So vielfach aber unser Knaur sich auch mit solchen Arbeiten hat befassen, so oft er seinen Pegasus hat in’s Joch spannen müssen, dennoch sind seine Hervorbringungen nicht auf den bezeichneten Kreis beschränkt geblieben, immerhin ist ihm mehr als einmal die Gelegenheit geworden, Aufgaben zu bearbeiten, die, wenngleich ihrer kaum eine auf der Höhe dessen steht, was unsere Zeit dem Bildner als Gegenstand zu bieten vermag, dennoch weit über das erhaben waren, was auch der gediegenste Routinist zu leisten vermag, Aufgaben wirklich künstlerischen Gehalts und nur mit wirklicher Künstlerkraft zu bewältigen. An diese Arbeiten und nur an sie haben wir uns zu halten, wenn wir über den Mann und seine Fähigkeiten ein Urtheil gewinnen wollen, und eben diese Arbeiten oder von ihnen eine Auswahl derjenigen, die nach meiner Einsicht unsers Künstlers Wissen und Können am sichersten darthun, wollen Wir in den folgenden Zeilen etwas näher betrachten, indem wir uns zugleich über die äußeren Lebensumstände desselben eine Uebersicht verschaffen, zu der wir die Daten dem bei N. Weigel in Leipzig 1858 erschienen „Leipziger Künstleralbum“ (erstes Heft, S. 16 f.) entnehmen.

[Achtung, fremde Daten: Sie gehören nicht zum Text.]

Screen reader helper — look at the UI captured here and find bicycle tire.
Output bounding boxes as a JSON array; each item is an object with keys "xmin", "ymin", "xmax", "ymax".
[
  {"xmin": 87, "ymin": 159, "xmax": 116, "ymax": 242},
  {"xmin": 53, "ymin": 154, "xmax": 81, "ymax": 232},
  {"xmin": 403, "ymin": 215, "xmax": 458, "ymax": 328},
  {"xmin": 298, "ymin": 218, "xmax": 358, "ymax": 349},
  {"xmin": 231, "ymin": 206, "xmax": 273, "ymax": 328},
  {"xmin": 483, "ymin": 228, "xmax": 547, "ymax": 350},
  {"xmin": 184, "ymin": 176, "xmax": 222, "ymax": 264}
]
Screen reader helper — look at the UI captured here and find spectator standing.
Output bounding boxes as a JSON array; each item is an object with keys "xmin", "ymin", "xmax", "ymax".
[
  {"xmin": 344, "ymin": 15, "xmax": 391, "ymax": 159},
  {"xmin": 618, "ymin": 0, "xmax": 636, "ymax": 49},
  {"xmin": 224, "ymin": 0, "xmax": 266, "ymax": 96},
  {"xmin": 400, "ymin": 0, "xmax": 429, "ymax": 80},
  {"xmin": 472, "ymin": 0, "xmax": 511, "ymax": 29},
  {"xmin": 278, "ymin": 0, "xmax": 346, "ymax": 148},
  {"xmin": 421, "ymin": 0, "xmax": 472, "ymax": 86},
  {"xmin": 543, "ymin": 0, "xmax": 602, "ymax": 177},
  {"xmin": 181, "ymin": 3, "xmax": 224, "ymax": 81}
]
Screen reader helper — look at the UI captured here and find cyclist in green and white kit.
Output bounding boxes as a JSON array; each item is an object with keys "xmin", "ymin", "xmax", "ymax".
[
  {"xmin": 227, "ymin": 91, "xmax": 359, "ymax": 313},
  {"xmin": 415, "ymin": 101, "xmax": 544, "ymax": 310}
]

Immanuel August Hermann Knaur ist 1811 zu Leipzig geboren, der Sohn eines 1820 als Oberlehrer nach Grimma versetzten und in eben diesem Jahre verstorbenen, bis dahin in Leipzig lebenden Gymnasiallehrers. Nach dem Tode seines Vaters fand Knaur in einer Leipziger Familie Aufnahme und in der Rathsfreischule Unterricht, während er von seinem 12. Jahre an auch die Leipziger Kunstakademie besuchte. Schon in dem Knaben erwachte, namentlich durch den Anblick des Apollo von Belvedere angeregt, die Neigung zu bildnerischer Thätigkeit, welcher derselbe jedoch so wenig nachzugeben Gelegenheit fand, daß er vielmehr nach erfolgter Confirmation zu einem Leipziger Töpfermeister in die Lehre kam, bei dem er nach vierjähriger Lehrzeit noch bis 1831 als Geselle arbeitete. In diesem Jahre wurde er zum Militair ausgehoben und hantierte demnach einstweilen als wohlbestallter Schütze mit der Kugelbüchse. Soweit er aber hierdurch auch seinem Beruf entfremdet scheinen mochte, wurde er demselben unerwartet dadurch näher geführt, daß er die viele freie Zeit, welche das Soldatenleben im Frieden gewährt, dazu benutzen konnte, seinen Neigungen zu folgen. So begann er denn damit, seine Cameraden, wenn auch nur zeichnend, zu portraitiren, bald aber wurde ihm die Gelegenheit, auch seine Uebungen in der plastischen Kunst zu erneuern, indem er während eines Urlaubs einige angesehene Personen Leipzigs als Büsten nach dem Leben modellirte und auf diese Art für Gönner und Wohlwollende wenigstens die Art seines innerlichen Berufs, seine Bestimmung für die Kunst erwies. Dieser sollte Knaur in nachhaltiger Weise nahe treten, als seine sechsjährige Dienstzeit zur Hälfte abgelaufen war. Damals, 1834, kam Prof. Rietschel von Dresden nach Leipzig, um an Ort und Stelle die letzte Hand an das von ihm verfertigte Relief im Giebel des Universitätsgebäudes zu legen. Von Knaur’s künstlerischem Streben unterrichtet, erbot sich Rietschel, denselben in sein Atelier aufzunehmen, angesehene Leipziger Familien verschafften dem angehenden Kunstjünger die nöthigen, sehr bescheidenen Geldmittel, die militairischen Oberen gewährten in liberalster Weise den nöthigen Urlaub, und Knaur wurde Rietschel’s Schüler.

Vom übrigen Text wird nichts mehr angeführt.